Crystalline, nanoporous materials are inherently present in several day-to-day applications such as energy storage, gas separation, and heterogeneous catalysis. Their unique combination of structural order and tunable pores makes these materials tractable for a variety of applications relying on high surface areas, high porosities, and chemical versatility. Covalent organic frameworks (COFs) form a recently proposed class of these materials consisting solely of organic moieties [1]. In general, these materials can be subdivided into 3D COFs, which are completely connected by strong covalent bonds, and 2D COFs, which form layered structures whose stacking order is determined by much weaker forces, such as dispersion and Coulomb interactions. This latter category of COFs is capable of forming 1D channels, similar to graphene (see Figure 1), making them promising materials for, e.g., gas separation, energy storage and heterogeneous catalysis. However, to ensure their suitability for these applications, it is essential that the extent of shearing between adjacent layers remains limited so that the size of the pore channel remains sufficiently large for the targeted applications. As the interlayer interactions are relatively weak, it is therefore crucial to understand how one can optimize the rigidity of the material to prevent interlayer shearing.

In recent years, the Center for Molecular Modeling (CMM) has developed various computational tools to study the behavior of nanoporous materials under external stimuli such as temperature and mechanical pressure, and we have proven their reliability through comparison with experiment [2]. While it is already possible to investigate the response of nanoporous materials upon hydrostatic pressures, the performance of the algorithm to predict the response of these materials upon more general stresses such as shear stresses has not yet been proven. However, as illustrated with the orange arrows in Figure 2, these shear stresses are crucial to induce interlayer shearing. The development of a reliable protocol to predict the response of 2D COFs on more general stresses would therefore enable the in silico screening of stacking in 2D COFs, paving the way for their use in several industrial applications.

Goal

The aim of this thesis is twofold. In a first step, the student will become familiar with the basics of statistical physics and ensemble theory, obtaining the necessary background on the requirements for the derivation of a constant-stress ensemble. Here, the student will benefit from the expertise present at the CMM obtained during the derivation of constant-temperature and constant-pressure ensembles [3]. With this knowledge, it is the aim to thoroughly test the current implementations of the two constant-stress ensembles available in our in-house software code Yaff [4, 5], potentially extending them with new constant-stress algorithms from literature if deemed necessary. In a second step, the algorithm will be applied to study the shear stress necessary to induce layer shearing in 2D COFs and identify the weakest directions along which this shearing motion can be induced. While we will start with calculating the necessary shear stress for existing COFs, it is the aim to investigate how the effect of interlayer shearing can be counteracted by the inclusion of judiciously chosen, alternative building blocks in the material.

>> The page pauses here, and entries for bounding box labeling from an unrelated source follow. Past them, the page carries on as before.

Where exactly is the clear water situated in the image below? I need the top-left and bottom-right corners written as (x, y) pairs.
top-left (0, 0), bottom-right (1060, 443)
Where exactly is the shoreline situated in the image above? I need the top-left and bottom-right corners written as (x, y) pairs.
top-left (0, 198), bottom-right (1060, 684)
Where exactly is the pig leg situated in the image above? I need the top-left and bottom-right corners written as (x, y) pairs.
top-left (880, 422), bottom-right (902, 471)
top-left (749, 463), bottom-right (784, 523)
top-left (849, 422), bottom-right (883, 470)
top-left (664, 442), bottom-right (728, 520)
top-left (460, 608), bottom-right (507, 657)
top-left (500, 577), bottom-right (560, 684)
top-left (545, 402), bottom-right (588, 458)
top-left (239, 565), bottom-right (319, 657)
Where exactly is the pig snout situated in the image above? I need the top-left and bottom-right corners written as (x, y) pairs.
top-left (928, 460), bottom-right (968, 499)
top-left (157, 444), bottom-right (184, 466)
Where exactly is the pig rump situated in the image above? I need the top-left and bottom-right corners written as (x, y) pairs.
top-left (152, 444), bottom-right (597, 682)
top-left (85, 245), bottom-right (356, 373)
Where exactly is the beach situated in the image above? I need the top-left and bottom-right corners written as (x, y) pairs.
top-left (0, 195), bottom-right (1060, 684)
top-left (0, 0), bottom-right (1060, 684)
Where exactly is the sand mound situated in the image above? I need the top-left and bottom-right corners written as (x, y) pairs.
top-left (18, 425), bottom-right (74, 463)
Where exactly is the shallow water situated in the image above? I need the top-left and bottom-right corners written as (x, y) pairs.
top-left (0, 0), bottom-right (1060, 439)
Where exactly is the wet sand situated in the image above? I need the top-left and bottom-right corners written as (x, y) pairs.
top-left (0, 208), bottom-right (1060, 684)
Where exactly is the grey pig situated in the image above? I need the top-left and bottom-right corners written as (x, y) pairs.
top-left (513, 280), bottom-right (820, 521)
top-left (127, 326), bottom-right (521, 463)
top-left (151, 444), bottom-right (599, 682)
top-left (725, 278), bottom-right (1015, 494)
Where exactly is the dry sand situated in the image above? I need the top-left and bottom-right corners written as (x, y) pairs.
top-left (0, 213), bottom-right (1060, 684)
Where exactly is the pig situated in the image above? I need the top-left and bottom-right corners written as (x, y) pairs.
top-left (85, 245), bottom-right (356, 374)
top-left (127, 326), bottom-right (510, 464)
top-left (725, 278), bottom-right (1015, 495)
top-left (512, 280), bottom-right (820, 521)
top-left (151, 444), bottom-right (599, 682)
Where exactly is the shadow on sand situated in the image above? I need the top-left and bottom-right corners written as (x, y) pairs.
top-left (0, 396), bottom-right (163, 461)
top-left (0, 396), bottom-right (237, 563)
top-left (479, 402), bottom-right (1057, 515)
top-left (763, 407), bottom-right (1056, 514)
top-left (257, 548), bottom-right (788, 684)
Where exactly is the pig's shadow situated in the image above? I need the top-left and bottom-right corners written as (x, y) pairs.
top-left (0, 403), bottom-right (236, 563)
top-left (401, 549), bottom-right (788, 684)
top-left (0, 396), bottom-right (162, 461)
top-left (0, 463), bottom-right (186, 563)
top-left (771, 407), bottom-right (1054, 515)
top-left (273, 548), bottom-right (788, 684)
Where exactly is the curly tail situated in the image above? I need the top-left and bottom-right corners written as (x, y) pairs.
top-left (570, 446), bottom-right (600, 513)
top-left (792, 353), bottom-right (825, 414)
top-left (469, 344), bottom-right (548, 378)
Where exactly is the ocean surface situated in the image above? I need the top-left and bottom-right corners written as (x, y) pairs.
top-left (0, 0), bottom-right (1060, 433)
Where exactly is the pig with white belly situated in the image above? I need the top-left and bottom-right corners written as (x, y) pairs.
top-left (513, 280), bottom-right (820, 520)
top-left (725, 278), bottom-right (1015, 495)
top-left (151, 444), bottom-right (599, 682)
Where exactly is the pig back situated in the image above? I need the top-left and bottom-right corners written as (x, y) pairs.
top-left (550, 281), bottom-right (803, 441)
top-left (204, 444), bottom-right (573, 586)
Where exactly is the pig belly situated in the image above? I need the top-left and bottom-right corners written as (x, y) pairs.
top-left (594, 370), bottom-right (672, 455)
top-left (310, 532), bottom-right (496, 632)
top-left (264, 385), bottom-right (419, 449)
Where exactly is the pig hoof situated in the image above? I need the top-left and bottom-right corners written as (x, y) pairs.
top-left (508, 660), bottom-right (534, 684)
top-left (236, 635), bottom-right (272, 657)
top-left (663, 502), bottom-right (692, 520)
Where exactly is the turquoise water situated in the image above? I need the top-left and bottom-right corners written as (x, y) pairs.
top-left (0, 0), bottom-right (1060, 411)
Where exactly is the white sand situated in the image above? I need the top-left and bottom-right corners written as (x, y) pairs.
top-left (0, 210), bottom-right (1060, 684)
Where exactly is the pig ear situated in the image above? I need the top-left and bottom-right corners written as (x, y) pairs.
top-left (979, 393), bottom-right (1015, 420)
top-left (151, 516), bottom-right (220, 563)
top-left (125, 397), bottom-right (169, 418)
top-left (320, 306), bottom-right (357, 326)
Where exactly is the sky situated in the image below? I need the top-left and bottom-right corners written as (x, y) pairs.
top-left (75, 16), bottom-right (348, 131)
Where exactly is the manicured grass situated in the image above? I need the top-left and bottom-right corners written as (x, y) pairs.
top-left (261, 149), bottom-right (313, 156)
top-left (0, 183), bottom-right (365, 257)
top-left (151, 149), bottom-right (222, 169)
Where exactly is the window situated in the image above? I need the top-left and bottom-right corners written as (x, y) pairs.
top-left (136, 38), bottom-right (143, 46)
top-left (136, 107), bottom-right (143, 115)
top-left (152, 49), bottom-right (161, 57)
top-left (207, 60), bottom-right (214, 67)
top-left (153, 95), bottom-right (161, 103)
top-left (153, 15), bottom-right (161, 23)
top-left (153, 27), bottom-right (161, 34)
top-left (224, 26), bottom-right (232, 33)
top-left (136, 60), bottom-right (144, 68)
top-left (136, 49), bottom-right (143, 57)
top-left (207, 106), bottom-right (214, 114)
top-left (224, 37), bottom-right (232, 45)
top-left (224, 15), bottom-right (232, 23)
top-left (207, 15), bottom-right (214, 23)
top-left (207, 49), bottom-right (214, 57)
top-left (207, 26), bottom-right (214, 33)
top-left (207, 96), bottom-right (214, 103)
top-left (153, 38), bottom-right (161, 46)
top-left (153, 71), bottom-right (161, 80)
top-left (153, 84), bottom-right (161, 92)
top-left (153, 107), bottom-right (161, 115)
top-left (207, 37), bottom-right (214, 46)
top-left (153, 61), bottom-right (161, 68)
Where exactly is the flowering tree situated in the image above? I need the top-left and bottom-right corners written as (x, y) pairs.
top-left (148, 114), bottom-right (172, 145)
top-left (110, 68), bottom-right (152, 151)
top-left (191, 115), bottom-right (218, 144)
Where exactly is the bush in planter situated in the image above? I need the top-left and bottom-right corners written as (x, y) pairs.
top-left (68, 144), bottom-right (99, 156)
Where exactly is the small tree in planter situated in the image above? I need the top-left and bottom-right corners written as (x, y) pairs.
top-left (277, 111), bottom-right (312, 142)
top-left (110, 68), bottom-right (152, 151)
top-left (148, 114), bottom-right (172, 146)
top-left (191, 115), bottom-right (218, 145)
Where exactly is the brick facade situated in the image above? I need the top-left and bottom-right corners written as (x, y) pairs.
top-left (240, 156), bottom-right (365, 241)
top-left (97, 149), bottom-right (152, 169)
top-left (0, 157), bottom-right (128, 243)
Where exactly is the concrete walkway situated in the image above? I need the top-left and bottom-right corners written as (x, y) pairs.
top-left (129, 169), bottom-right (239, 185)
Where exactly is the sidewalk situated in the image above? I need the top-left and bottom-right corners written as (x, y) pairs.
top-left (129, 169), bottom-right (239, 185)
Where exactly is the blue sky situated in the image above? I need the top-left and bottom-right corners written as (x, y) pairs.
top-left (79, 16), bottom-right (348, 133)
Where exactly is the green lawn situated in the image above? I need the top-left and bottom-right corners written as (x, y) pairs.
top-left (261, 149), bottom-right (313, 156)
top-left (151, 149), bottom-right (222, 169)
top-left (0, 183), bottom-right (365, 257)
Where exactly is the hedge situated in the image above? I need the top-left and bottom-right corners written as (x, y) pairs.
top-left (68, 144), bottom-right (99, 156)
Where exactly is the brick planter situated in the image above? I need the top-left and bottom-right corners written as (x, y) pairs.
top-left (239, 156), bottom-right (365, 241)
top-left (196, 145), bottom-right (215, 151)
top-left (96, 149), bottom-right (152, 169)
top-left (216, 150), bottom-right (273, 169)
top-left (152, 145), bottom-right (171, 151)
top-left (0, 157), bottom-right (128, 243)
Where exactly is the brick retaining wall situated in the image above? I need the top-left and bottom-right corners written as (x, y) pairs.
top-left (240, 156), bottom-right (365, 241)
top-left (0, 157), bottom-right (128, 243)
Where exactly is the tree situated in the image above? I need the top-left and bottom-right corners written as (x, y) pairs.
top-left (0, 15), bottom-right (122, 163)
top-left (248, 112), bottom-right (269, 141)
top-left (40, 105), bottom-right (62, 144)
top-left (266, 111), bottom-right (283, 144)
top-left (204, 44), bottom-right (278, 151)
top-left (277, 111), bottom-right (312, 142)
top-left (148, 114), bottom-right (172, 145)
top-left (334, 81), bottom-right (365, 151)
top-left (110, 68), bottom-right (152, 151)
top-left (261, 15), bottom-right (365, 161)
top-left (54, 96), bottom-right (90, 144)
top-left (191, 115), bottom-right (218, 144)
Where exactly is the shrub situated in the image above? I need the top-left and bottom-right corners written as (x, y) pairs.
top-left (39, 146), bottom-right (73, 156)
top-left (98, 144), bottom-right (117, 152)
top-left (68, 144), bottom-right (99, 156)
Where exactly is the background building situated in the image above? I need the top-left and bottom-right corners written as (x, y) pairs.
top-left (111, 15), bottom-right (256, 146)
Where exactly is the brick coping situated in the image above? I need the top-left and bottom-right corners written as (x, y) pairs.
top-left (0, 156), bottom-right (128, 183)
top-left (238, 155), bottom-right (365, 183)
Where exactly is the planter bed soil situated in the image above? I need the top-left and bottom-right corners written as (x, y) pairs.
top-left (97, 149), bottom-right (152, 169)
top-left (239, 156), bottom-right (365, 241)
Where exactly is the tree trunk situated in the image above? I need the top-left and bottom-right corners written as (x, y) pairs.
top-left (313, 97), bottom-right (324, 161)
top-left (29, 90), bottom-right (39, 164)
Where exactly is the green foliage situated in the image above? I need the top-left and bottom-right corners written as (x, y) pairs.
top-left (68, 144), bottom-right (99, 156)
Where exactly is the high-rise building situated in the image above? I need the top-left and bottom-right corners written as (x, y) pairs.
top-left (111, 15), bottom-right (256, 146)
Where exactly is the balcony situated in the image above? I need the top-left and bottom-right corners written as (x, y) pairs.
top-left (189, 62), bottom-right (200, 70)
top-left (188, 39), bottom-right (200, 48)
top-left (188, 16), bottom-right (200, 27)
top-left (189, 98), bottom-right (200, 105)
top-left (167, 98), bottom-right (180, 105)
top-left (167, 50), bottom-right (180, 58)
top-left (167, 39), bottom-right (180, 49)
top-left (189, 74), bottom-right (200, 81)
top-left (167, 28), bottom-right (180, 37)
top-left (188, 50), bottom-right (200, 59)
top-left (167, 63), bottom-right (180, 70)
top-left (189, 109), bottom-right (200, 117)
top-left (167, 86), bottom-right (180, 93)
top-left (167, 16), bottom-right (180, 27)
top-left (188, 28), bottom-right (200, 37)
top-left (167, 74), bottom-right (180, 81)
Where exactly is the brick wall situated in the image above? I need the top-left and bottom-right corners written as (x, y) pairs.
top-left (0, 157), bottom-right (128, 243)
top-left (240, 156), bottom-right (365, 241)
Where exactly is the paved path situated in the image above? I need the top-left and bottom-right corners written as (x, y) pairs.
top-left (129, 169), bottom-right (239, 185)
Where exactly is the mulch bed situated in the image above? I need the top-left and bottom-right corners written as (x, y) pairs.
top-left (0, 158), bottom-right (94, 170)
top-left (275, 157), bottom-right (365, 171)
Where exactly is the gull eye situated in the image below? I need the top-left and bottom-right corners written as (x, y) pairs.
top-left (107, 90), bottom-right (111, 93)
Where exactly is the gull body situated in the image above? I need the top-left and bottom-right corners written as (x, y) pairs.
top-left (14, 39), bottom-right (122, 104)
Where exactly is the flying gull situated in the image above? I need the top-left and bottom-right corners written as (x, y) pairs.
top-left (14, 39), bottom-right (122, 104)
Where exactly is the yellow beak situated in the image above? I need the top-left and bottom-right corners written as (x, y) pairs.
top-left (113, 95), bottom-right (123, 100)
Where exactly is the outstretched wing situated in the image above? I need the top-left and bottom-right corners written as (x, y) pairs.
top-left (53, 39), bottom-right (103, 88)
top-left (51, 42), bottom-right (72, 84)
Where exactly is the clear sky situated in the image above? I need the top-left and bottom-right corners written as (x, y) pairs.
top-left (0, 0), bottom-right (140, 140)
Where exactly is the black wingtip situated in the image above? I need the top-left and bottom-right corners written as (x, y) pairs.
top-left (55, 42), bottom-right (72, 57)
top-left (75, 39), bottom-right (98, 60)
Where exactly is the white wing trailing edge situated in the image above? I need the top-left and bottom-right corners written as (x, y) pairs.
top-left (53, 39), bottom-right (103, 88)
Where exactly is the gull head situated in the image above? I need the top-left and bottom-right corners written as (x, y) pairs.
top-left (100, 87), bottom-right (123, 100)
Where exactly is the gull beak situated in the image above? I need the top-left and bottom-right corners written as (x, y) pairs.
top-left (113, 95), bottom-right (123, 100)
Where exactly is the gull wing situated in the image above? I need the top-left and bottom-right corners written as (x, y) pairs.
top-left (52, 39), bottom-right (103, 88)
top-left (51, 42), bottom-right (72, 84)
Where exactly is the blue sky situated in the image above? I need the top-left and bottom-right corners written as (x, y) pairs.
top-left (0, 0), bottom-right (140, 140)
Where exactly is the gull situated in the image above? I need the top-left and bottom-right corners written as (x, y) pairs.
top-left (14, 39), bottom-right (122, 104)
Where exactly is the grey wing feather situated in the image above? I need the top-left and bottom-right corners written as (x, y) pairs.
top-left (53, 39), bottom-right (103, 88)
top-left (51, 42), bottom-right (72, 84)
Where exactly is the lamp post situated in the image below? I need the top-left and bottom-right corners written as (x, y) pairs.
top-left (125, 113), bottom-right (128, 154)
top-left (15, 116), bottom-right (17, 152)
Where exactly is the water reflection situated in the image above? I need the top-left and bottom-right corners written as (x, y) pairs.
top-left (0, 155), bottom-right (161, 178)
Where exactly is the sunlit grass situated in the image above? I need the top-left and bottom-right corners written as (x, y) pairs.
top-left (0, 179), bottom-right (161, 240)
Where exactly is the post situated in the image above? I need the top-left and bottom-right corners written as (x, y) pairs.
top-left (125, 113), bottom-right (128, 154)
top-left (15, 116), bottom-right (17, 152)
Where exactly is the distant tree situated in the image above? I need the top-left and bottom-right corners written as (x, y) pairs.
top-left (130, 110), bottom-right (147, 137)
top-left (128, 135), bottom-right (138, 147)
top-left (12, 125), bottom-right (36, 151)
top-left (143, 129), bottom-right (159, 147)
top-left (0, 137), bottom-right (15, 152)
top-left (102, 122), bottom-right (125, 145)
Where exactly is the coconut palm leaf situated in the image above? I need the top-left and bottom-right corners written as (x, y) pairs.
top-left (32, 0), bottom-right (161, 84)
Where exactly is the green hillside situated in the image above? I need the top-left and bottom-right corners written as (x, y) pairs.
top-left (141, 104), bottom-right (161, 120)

To reach the final goal of limiting the interlayer shearing in 2D COFs, different pathways can be chosen, such as the inclusion of extended linkers, linkers with bulky substituents, linkers with multiple aromatic moieties, or linkers containing atoms with large differences in electronegativity. By choosing building blocks with a particular shape or with large partial charges, resulting in a lock-and-key-like molecular conformation, one could fix the alignment of adjacent layers due to steric hindrance or electronic confinement [6]. These effects can be efficiently characterized through the potential energy surface (PES) that dictates the behavior of the system. For instance, for COF-5, a conventional COF lacking an intrinsic mechanism to counteract interlayer shearing, the PES in the top pane of Figure 3 is characterized by a broad central minimum. This indicates that adjacent layers have a large conformational freedom and can shear easily, thereby jeopardizing the channel size in the material. However, by introducing electronic confinement or steric hindrance in the material, as in the bottom panes of Figure 3, the spatial extent of the central minimum in the PES is strongly reduced, fixing the relative position of adjacent layers. Following these pathways, newly in silico designed COFs will be optimized in this thesis to alter the dispersion and/or Coulomb interactions between the different layers, providing the necessary resistance to interlayer shearing. Subsequently, the effect of introducing guest atoms on the shearing will be probed, corresponding to the molecular environment of the layers during the use of these COFs for practical applications. The results obtained in this thesis can then be critically compared with preliminary trends that we extracted earlier based on the stacking profiles for these 2D COFs, as visualized in Figure 1.

The student will be actively coached to make him/her acquainted with the advanced simulations techniques early in the thesis year, and to transfer necessary programming skills needed to perform the research. A strong interest in programming is, however, a prerequisite.

Aspects

Master of Science in Engineering Physics:This thesis subject is closely related to the following clusters of elective courses: NANO and MODELING. Physics aspect: derivation of a constant-stress ensemble to study nanoporous materials; Engineering aspect: optimization of the interlayer interactions to prevent interlayer shearing.